Right-hander Drew Storen has had a busy offseason while training in Indianapolis. He’s already thrown off a mound a few times and he’s added about 15 lbs. as a cushion for the expected warmer weather he’ll encounter once the Nationals convene in Viera, Fla., for spring training.
Amid all the hard work, he’s again been the subject of trade rumors. At NatsFest, Storen made it clear he wants to remain a National and hopes none of the incessant chatter about deals comes to fruition.
“You just kind of brush it off,” he said. “I find out about that stuff from you guys. ... The amount of action my Zillow app would be getting if I was truly traded to all these places would be kind of remarkable. It’s kind of funny. You just hang with it, it’s part of the business.”

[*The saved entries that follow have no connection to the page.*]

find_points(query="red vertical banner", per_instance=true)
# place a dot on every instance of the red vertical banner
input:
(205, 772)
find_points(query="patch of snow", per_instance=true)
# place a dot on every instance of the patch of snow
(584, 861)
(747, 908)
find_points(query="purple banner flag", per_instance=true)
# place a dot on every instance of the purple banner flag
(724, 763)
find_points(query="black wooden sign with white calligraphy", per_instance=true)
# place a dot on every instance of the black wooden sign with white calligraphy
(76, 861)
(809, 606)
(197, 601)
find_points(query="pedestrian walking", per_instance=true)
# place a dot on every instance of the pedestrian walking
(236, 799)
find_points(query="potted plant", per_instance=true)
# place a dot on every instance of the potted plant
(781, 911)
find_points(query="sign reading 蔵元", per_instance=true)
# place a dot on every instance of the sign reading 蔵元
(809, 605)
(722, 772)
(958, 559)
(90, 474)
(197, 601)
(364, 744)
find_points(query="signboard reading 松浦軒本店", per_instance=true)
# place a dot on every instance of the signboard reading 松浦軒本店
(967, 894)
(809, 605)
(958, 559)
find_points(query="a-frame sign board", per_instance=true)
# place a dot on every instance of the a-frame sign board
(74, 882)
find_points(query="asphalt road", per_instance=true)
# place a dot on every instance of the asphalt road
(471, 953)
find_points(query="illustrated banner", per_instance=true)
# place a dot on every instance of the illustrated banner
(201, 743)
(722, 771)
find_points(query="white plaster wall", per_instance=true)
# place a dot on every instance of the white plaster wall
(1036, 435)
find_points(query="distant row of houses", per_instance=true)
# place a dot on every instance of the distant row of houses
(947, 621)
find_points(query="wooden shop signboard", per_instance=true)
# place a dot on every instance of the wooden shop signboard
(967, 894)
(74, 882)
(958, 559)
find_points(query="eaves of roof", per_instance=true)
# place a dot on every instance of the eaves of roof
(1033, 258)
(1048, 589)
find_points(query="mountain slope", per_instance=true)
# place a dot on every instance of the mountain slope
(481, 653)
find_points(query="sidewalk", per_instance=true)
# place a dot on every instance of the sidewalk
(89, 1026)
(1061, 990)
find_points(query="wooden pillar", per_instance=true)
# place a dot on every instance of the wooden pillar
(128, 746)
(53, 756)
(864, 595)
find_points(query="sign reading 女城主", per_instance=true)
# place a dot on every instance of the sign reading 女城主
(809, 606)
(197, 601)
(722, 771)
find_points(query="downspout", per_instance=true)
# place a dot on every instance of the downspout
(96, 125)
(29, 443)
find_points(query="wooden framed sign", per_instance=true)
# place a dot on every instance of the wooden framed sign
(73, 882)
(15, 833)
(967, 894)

Several years ago, Storen was bound for Minnesota at midseason in a deal for center fielder Denard Span, who wound up a National anyway. Then there were Winter Meetings rumblings that he was part of a package the Nationals were offering the Orioles for center fielder Adam Jones. Just last week, he was being made available to other teams to clear a spot for the Nats’ pursuit of closer Grant Balfour, who opted to sign as a free agent with Tampa Bay.
“You don’t take it personally. ... It’s flattering another team would want you, too,” he said. “You have to look at it from all angles and it’s a great time, obviously. I don’t want to go anywhere.”
Storen is determined to return to the form that saw him save 43 games in 2011, and put a disappointing 2013 - when he sported a 5.95 ERA when he was sent to Triple-A Syracuse to work out some mechanical issues - behind him.
In retrospect, he realizes the demotion had a positive effect.
“It wasn’t ideal, obviously, but you can’t argue with the results,” he said.
Over the final six weeks of the season, Storen looked more confident and composed. In August, he seemed to be finding himself. By September, he had an 0.79 ERA to show for 12 games and had shaved his season ERA down to 4.52.
“I just got back to throwing the way I used to throw - that’s being athletic, dynamic and attacking guys,” he said. “I think that was my mindset, not trying to do to much. I think going down there helped me figure out who I was. I don’t need to go out there and throw a perfect pitch every time, I need to attack guys.”
While he was scuffling, Storen believes he got too far away from the pitcher he was when he was successful.
“Sometimes, instead of focusing on a weakness, you forget your strengths at some points,” he said. “I think for me, I got too mechanical. I was never somebody that was a real mechanical guy. I just went out and threw and attacked guys.”